Yet again, Renteria benched one of his players Monday for the sin of not hustling down the line.

Welington Castillo, a veteran, not a developing player in need of ample “learning experiences,” popped up to first base with two runners on and nobody out in the sixth inning of Monday’s eventual 3-2 loss to the visiting Baltimore Orioles. He did not run down to first, instead staying at home plate.

So when the inning ended and the White Sox took the field, Castillo stayed in the dugout.

Ricky’s boys don’t quit, or so the slogan goes. But what happens when a player doesn’t live up to that mantra? What happens when they don’t play their absolute hardest for all 27 outs, as the T-shirts preach? This is what happens. A benching.
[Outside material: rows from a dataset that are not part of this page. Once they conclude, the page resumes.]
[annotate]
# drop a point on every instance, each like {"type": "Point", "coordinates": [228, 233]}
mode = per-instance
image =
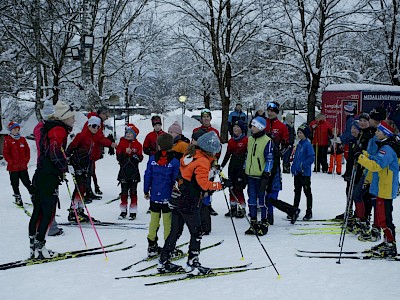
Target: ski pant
{"type": "Point", "coordinates": [362, 200]}
{"type": "Point", "coordinates": [156, 210]}
{"type": "Point", "coordinates": [302, 182]}
{"type": "Point", "coordinates": [45, 202]}
{"type": "Point", "coordinates": [205, 217]}
{"type": "Point", "coordinates": [335, 160]}
{"type": "Point", "coordinates": [383, 218]}
{"type": "Point", "coordinates": [193, 223]}
{"type": "Point", "coordinates": [129, 188]}
{"type": "Point", "coordinates": [256, 198]}
{"type": "Point", "coordinates": [16, 176]}
{"type": "Point", "coordinates": [321, 158]}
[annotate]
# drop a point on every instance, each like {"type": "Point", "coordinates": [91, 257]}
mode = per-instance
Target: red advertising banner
{"type": "Point", "coordinates": [333, 103]}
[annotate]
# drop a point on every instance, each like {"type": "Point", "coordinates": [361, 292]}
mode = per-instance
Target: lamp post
{"type": "Point", "coordinates": [182, 100]}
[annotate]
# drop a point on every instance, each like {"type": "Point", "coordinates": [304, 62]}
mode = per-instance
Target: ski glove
{"type": "Point", "coordinates": [226, 183]}
{"type": "Point", "coordinates": [264, 182]}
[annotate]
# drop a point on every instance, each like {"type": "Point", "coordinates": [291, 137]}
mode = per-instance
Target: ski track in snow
{"type": "Point", "coordinates": [93, 277]}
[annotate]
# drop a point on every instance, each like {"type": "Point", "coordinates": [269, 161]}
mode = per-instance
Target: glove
{"type": "Point", "coordinates": [264, 182]}
{"type": "Point", "coordinates": [71, 169]}
{"type": "Point", "coordinates": [226, 183]}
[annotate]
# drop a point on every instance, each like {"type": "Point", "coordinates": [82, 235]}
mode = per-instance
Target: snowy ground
{"type": "Point", "coordinates": [93, 277]}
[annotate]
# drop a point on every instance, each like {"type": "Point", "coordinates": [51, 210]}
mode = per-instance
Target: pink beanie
{"type": "Point", "coordinates": [175, 127]}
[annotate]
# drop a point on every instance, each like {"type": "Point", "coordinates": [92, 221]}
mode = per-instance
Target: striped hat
{"type": "Point", "coordinates": [386, 128]}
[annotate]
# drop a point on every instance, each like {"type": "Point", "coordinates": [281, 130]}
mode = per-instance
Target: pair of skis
{"type": "Point", "coordinates": [66, 255]}
{"type": "Point", "coordinates": [361, 255]}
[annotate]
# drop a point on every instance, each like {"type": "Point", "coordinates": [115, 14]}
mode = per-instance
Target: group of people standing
{"type": "Point", "coordinates": [181, 174]}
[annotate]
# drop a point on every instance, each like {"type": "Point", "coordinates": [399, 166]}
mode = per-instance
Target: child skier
{"type": "Point", "coordinates": [301, 169]}
{"type": "Point", "coordinates": [236, 155]}
{"type": "Point", "coordinates": [159, 178]}
{"type": "Point", "coordinates": [384, 167]}
{"type": "Point", "coordinates": [195, 167]}
{"type": "Point", "coordinates": [129, 155]}
{"type": "Point", "coordinates": [16, 152]}
{"type": "Point", "coordinates": [80, 152]}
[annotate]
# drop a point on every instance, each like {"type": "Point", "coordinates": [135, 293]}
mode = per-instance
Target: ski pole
{"type": "Point", "coordinates": [75, 212]}
{"type": "Point", "coordinates": [90, 217]}
{"type": "Point", "coordinates": [221, 175]}
{"type": "Point", "coordinates": [347, 213]}
{"type": "Point", "coordinates": [258, 238]}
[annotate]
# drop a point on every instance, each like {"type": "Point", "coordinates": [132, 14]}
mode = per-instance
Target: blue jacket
{"type": "Point", "coordinates": [159, 180]}
{"type": "Point", "coordinates": [303, 158]}
{"type": "Point", "coordinates": [384, 167]}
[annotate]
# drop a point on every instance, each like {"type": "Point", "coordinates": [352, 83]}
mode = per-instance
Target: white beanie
{"type": "Point", "coordinates": [93, 120]}
{"type": "Point", "coordinates": [63, 111]}
{"type": "Point", "coordinates": [48, 110]}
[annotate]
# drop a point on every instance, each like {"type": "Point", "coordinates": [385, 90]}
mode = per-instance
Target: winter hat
{"type": "Point", "coordinates": [209, 142]}
{"type": "Point", "coordinates": [205, 111]}
{"type": "Point", "coordinates": [356, 125]}
{"type": "Point", "coordinates": [289, 118]}
{"type": "Point", "coordinates": [241, 124]}
{"type": "Point", "coordinates": [305, 130]}
{"type": "Point", "coordinates": [198, 133]}
{"type": "Point", "coordinates": [364, 116]}
{"type": "Point", "coordinates": [155, 120]}
{"type": "Point", "coordinates": [175, 127]}
{"type": "Point", "coordinates": [63, 111]}
{"type": "Point", "coordinates": [349, 108]}
{"type": "Point", "coordinates": [48, 110]}
{"type": "Point", "coordinates": [165, 141]}
{"type": "Point", "coordinates": [259, 122]}
{"type": "Point", "coordinates": [378, 114]}
{"type": "Point", "coordinates": [386, 128]}
{"type": "Point", "coordinates": [93, 120]}
{"type": "Point", "coordinates": [13, 125]}
{"type": "Point", "coordinates": [274, 106]}
{"type": "Point", "coordinates": [132, 128]}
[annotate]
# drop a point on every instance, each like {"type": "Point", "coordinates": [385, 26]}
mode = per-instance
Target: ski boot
{"type": "Point", "coordinates": [262, 227]}
{"type": "Point", "coordinates": [241, 212]}
{"type": "Point", "coordinates": [97, 190]}
{"type": "Point", "coordinates": [193, 267]}
{"type": "Point", "coordinates": [372, 235]}
{"type": "Point", "coordinates": [168, 267]}
{"type": "Point", "coordinates": [153, 249]}
{"type": "Point", "coordinates": [253, 227]}
{"type": "Point", "coordinates": [41, 252]}
{"type": "Point", "coordinates": [122, 215]}
{"type": "Point", "coordinates": [388, 250]}
{"type": "Point", "coordinates": [232, 212]}
{"type": "Point", "coordinates": [18, 200]}
{"type": "Point", "coordinates": [295, 215]}
{"type": "Point", "coordinates": [32, 240]}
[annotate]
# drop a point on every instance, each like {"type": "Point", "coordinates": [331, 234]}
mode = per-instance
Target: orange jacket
{"type": "Point", "coordinates": [199, 165]}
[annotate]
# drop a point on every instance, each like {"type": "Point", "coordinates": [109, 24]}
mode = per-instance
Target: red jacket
{"type": "Point", "coordinates": [150, 142]}
{"type": "Point", "coordinates": [278, 131]}
{"type": "Point", "coordinates": [16, 153]}
{"type": "Point", "coordinates": [102, 141]}
{"type": "Point", "coordinates": [321, 132]}
{"type": "Point", "coordinates": [81, 149]}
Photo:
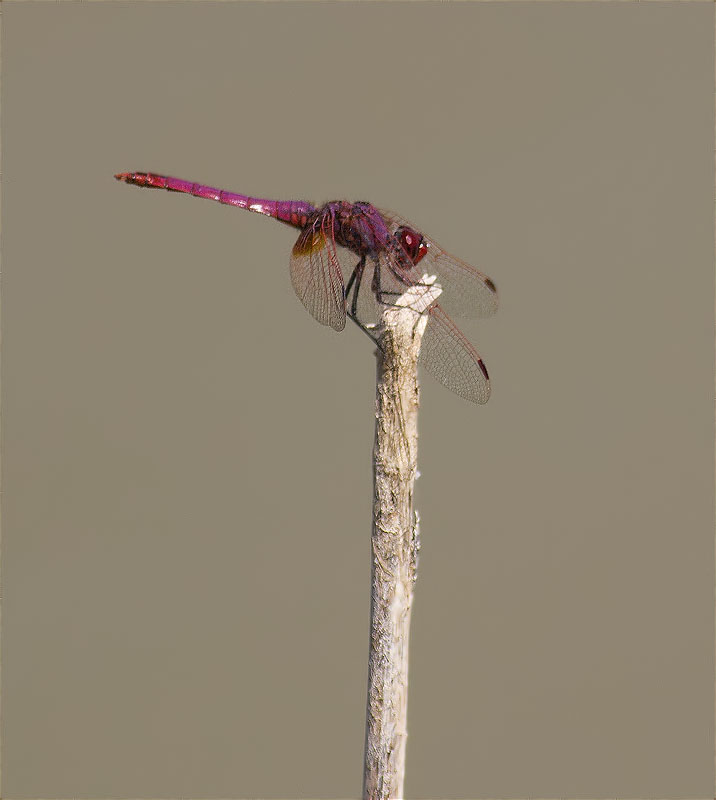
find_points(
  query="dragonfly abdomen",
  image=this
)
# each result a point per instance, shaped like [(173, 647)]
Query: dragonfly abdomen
[(292, 212)]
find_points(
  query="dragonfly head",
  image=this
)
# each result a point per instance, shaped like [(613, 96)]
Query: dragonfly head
[(412, 242)]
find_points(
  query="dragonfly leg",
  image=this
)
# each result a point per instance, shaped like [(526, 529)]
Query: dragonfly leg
[(355, 278)]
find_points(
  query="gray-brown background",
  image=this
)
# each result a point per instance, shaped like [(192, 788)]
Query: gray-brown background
[(187, 453)]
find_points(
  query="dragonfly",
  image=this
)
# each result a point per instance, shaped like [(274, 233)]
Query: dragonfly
[(388, 250)]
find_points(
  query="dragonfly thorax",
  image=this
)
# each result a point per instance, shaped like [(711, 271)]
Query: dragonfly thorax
[(359, 227)]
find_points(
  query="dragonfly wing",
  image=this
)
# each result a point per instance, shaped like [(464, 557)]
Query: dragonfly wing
[(467, 292), (316, 273), (448, 356)]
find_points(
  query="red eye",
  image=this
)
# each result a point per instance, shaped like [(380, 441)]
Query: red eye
[(412, 243)]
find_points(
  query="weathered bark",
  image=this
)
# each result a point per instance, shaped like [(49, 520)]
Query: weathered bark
[(395, 546)]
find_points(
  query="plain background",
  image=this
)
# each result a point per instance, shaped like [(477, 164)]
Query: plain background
[(187, 484)]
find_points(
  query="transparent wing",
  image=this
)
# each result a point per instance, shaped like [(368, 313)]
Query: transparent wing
[(467, 292), (448, 356), (316, 273), (445, 352)]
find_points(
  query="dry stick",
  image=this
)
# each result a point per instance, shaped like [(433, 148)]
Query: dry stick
[(395, 546)]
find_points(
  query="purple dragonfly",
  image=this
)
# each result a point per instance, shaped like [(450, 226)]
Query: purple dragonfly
[(389, 250)]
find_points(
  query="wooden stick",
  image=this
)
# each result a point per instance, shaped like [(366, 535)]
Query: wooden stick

“It was towering fly ball in the infield at first, probably had 15, 20 seconds of hangtime,” Renteria explained after the game. “I assumed the dropped ball. It has occurred. He could, at minimum, at least start moving that way.

“That’s uncharacteristic of him, to be honest, it truly is. Maybe he was just frustrated in that he had the fly ball and just stayed at the plate, but there was no movement toward first at all. And you guys have heard me talk to all the guys about at least giving an opportunity to move in that particular direction.

“Everybody says, ‘Well, 99 out of (100) times he’s going to catch that ball.’ And then that one time that he doesn’t, what would I do if the ball had been dropped? Would it have made it easier to pull him? Well, it was just as easy because you expect not the best, but the worst.

“That is uncharacteristic of that young man. I had a quick conversation with him on the bench, and he knew and that was it.”

It might seem a little overdramatic, a little nutty, even, to sit down a veteran catcher brought in this offseason to provide some offense and to do it in a one-run game. But this rebuild is about more than just waiting around for the minor league talent to make its way to the South Side. It’s about developing an organizational culture, too. And Renteria feels that if he lets this kind of thing slide at the big league level, that won’t send the right message to those precious prospects who will one day fill out this lineup.

“There’s one way to do it, you get your action, you start moving toward that direction in which you’ve got to go,” Renteria said. “What would’ve happened if everybody’s watching it — and I’m setting the tone for not only here, our club, (but also for) everybody in the minor leagues — and they’re saying, ‘Well, at the top, they said they’re going to do this and then they don’t do it.’

“It’s really simple. And people might like it, not like it. I’ve got to do this, do that so everybody understands what we’re trying to do here. We’re not done with what we’re trying to do.”

This isn’t the first time this has happened in 2018. Avisail Garcia was taken out of a game during spring training for not giving maximum effort. Leury Garcia was removed from a game earlier this month for not busting it down the first-base line on a weak grounder that went right to the first baseman.

It’s become a somewhat common tactic for Renteria, and while it might strike some as taking things a little too seriously, what good is this developmental season if a culture goes undeveloped? The White Sox have placed their bright future, in part, in Renteria’s hands, and they’ve talked glowingly about how the players have bought into his style and how the team played last season under his leadership.

If Renteria truly is the right man for the rebuild, things like this are how he’s going to establish his culture. And it will, he hopes, impact how all those prospects play when they’re no longer prospects and the White Sox are contending for championships.